I don't even remember what a 65ºF dewpoint feels like. If the operational GFS and NAM verify, then I will likely get a taste on Monday. What we have is massive return flow ahead of a nice upper level system on its way across the continent. The GFS is still slightly more progressive with this feature and as it has been *too* progressive with this type of feature all year, I'll lend my confidence in the NAM's solution.
On Monday evening, a quasi-stationary front will stretch from Wyoming along the Nebraska-Kansas border and become a warm front bulging northward into Iowa. The dryline looks to intersect the QSF in north central Kansas. With backing winds at the surface along the QSF, the dryline should be drawn westward immediately along the boundary. However, just south, the dry southwesterlies look to cause a nice bulge along the line. This is an area that will have to be monitored.
The wind shear is best in this area. However, the models are outputting QPF further south along the dryline into south central Kansas and possibly into northern Oklahoma. The wind shear is still good but less ideal than that of the northern stretches. However, the amount of instability is more than enough to get an atomic tower to blow up.
Inhibition could be an issue though both models are lessening inhibition along the dryline where enhanced moisture convergence will limit the inhibition. Unfortunately, any storm that forms along the dryline will not have a long lifespan. Though storm motion will be rather slow, movement into the heavily inhibited deeper warm sector will likely kill off the updrafts. Also, models suggest there may be some high clouds in the jet further north, possibly over the DL/QSF intercept which could lessen surface heating in this area, keeping it more inhibited.
In the upper levels, the main energy will still be back to the west. However, with its approach, a weak general lift will be in the cards. Weak vertical velocities will still aid in initiating convection.
Further east, along the warm front, there exists an area for significant severe. Due to increased distance to that target, I have not been focusing on it and will not in this forecast. I prefer the dryline play...
Isolated dryline supercells can be very photogenic and it is certainly where I would prefer to be. Multi-parameter analysis points me to two targets, one being Hays, Kansas and the second being Coldwater, Kansas. Perhaps some place in between would be ideal since these two points aren't too far apart. Since I'm not driving, I might not have a choice but if it were up to me, based on the parameters I have seen today, I would be in Kinsley, Kansas, waiting for initiation.
I don't believe by Monday evening we will have a full cut off surface cyclone yet. At the DL/QSF intercept there will be some cyclonic action, but until the left front quadrant of the jet rolls over and really amps up vorticity, we will still be looking at that boundary intersection.
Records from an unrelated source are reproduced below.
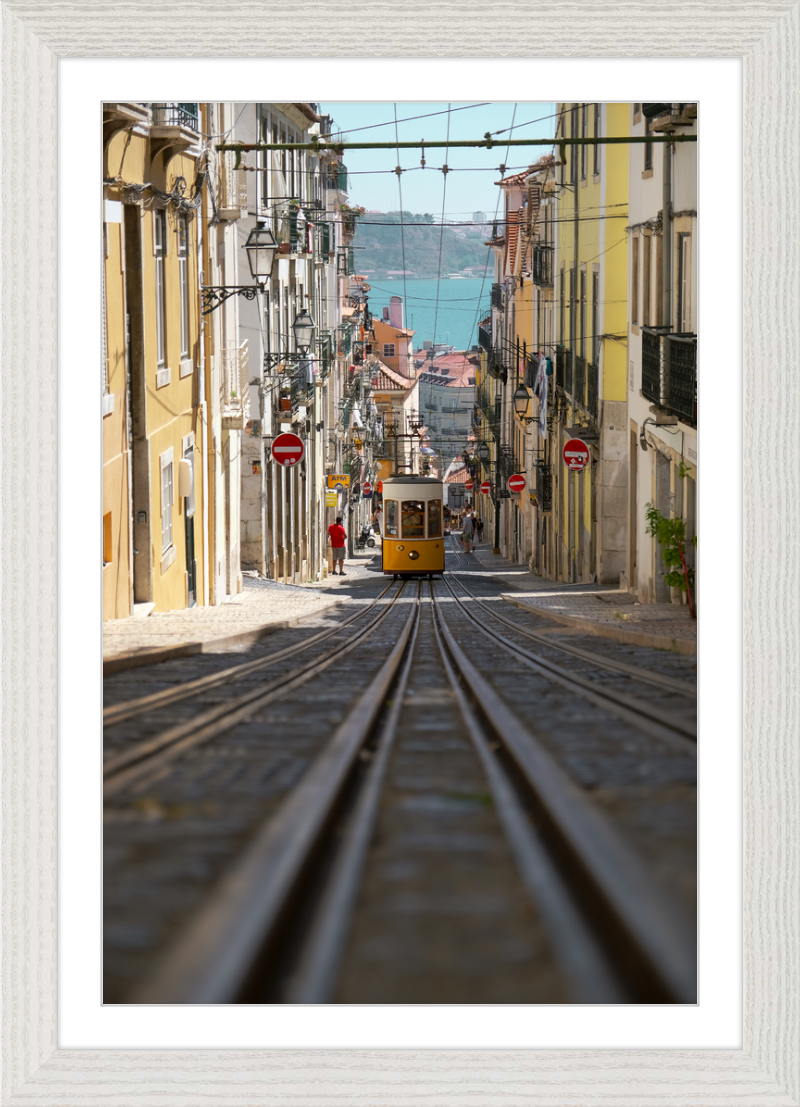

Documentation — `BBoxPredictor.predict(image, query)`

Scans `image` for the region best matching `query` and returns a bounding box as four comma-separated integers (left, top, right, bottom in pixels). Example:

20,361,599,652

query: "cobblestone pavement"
103,576,347,672
460,542,697,653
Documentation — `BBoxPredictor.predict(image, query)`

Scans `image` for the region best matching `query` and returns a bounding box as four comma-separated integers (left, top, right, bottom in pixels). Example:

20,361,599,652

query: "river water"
367,273,491,352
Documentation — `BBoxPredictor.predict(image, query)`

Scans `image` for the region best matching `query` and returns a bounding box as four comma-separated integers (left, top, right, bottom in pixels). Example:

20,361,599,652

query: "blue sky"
320,104,555,219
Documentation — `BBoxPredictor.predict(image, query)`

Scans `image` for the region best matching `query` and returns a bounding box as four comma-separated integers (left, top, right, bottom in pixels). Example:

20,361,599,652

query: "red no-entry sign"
562,438,589,473
272,434,305,466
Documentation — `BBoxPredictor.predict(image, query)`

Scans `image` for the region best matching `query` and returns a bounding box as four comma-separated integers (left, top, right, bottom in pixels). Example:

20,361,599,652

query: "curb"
103,599,343,676
501,592,697,656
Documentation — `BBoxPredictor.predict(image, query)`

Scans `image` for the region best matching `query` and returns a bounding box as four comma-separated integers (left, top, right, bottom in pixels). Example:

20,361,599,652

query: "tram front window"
403,499,425,538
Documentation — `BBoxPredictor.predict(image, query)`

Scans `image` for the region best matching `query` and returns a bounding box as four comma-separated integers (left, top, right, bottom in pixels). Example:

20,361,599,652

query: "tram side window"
403,499,425,538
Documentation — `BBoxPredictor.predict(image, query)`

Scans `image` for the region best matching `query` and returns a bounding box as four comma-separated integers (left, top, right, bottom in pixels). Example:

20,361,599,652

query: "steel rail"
444,580,697,756
287,588,422,1003
103,582,405,798
127,587,420,1003
103,581,394,726
430,589,630,1003
454,544,697,700
429,580,696,1003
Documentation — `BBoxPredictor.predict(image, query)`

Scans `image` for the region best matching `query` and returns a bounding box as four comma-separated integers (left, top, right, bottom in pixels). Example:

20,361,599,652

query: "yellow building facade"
103,104,206,619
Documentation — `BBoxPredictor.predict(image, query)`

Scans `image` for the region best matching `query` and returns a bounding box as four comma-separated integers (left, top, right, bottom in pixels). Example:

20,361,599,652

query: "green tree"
644,504,697,619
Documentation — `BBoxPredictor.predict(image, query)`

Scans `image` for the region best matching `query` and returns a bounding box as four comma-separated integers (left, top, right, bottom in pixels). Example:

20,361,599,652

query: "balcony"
533,246,553,288
642,327,697,426
220,339,250,431
150,104,200,149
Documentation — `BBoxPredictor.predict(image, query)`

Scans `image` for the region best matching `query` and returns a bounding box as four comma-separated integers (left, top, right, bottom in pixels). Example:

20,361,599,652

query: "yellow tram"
382,476,445,578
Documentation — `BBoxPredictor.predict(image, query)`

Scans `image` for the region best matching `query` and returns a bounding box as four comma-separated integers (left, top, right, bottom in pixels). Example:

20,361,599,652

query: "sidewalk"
466,544,697,654
103,576,349,675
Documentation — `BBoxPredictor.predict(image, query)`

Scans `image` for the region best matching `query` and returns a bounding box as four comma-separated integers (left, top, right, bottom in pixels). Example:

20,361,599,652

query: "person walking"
461,511,472,554
328,515,347,577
Later that night and into the morning, the surface low should begin to get rolling and eventually start dragging cooler air from the north down along the high plains. The Pacific front with this system never really looks to make it through the Rockies, so the eventual cold front, which should really materialize in early to mid Tuesday will be polar in origin. For a while, Tuesday looked like a decent day, but the cold front should sweep down and overrun the dryline Tuesday afternoon, so any convection would be squally, similarly to what we saw on Friday (April 2nd). So, Tuesday looks like a dud to me. So much for all the discussion about all of the other models painting Tuesday as "the day".
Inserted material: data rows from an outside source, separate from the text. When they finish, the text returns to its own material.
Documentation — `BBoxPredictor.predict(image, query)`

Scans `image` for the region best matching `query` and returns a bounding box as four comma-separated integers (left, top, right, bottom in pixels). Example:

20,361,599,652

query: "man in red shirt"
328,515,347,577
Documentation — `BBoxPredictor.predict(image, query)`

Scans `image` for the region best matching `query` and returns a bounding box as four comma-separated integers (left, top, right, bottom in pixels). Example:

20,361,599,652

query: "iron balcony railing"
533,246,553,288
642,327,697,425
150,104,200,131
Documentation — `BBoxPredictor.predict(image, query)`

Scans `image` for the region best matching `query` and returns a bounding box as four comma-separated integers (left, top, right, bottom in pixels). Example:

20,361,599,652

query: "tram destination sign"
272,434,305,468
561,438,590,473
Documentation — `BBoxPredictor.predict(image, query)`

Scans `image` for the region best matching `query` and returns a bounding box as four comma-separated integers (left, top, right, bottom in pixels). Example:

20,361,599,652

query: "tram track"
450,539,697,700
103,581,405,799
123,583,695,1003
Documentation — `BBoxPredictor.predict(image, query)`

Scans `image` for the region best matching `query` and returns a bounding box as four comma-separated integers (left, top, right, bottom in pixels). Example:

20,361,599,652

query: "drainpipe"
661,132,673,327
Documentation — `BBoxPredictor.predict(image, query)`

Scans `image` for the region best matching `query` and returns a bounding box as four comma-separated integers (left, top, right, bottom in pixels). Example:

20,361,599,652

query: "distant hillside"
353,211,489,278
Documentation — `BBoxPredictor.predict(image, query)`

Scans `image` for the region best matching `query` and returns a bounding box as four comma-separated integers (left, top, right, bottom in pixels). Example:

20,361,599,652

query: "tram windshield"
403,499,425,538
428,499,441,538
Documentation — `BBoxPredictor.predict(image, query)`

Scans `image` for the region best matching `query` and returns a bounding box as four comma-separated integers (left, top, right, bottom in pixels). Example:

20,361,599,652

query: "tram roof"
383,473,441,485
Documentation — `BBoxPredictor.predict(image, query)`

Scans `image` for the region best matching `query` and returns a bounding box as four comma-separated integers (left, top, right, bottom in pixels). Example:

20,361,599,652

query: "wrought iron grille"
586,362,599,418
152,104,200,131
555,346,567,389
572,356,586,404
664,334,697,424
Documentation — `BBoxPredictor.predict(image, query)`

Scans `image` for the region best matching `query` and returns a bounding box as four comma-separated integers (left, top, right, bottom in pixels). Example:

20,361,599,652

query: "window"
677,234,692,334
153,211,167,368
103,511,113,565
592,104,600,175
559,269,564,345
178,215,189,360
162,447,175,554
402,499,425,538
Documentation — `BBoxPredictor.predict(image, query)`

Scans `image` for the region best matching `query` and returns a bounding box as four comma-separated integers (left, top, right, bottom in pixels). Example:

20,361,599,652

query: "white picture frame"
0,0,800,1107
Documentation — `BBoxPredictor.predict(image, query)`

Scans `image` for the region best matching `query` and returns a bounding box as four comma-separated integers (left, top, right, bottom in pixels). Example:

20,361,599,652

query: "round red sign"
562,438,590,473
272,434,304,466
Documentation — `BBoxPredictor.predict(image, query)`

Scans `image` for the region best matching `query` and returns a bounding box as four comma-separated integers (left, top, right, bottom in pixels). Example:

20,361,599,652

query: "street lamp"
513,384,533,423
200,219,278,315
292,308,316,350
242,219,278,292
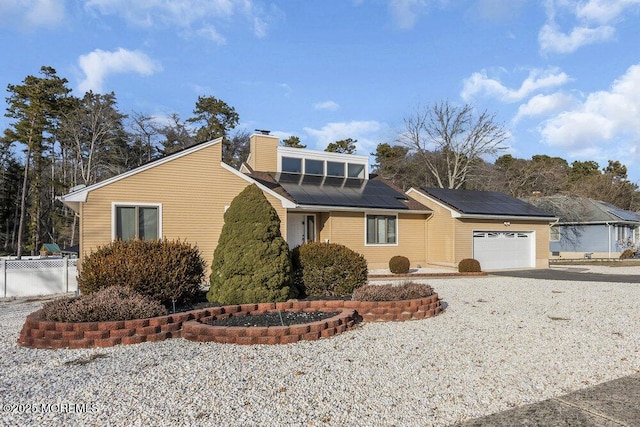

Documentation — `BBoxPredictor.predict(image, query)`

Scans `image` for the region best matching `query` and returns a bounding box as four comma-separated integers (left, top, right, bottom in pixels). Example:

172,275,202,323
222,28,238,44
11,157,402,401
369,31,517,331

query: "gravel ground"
0,267,640,426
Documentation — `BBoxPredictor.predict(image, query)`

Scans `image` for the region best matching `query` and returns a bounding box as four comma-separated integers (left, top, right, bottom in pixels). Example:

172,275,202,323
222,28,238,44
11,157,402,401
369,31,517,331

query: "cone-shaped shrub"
207,184,295,304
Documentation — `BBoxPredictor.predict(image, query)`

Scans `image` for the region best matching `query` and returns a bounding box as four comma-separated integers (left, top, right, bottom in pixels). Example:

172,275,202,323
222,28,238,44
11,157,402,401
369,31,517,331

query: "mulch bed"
207,311,340,327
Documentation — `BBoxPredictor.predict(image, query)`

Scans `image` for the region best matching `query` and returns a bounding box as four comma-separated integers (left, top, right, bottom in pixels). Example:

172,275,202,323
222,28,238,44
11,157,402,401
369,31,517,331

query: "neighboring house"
527,195,640,258
407,187,556,270
40,243,62,257
60,134,553,269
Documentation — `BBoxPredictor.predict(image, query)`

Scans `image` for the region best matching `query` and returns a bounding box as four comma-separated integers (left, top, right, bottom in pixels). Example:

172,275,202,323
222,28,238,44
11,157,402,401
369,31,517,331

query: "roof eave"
296,205,433,215
457,213,558,222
Anyway, I will try and update this tomorrow night but if an early wakeup call is in order, I might be heading to bed early after cooking up a ham for dinner tomorrow! ... in which case, this may be the last you hear from me until we're on the road on Monday. If that is the case, I will try and post periodic updates on Facebook. I won't be on Spotter Network, but Tony (Laubach) or Scott (Hammell) may be and we'll all be together. In fact, Scott may be streaming live over at chasertv.com. So, if you'd like to chasestalk, there will be plenty of opportunity!
PS: Super glad SPC is only giving my target area a "see text". Hopefully the SPC chasers will all be in Missouri or Iowa! Keep that beautiful Kansas blacktop free of detritus!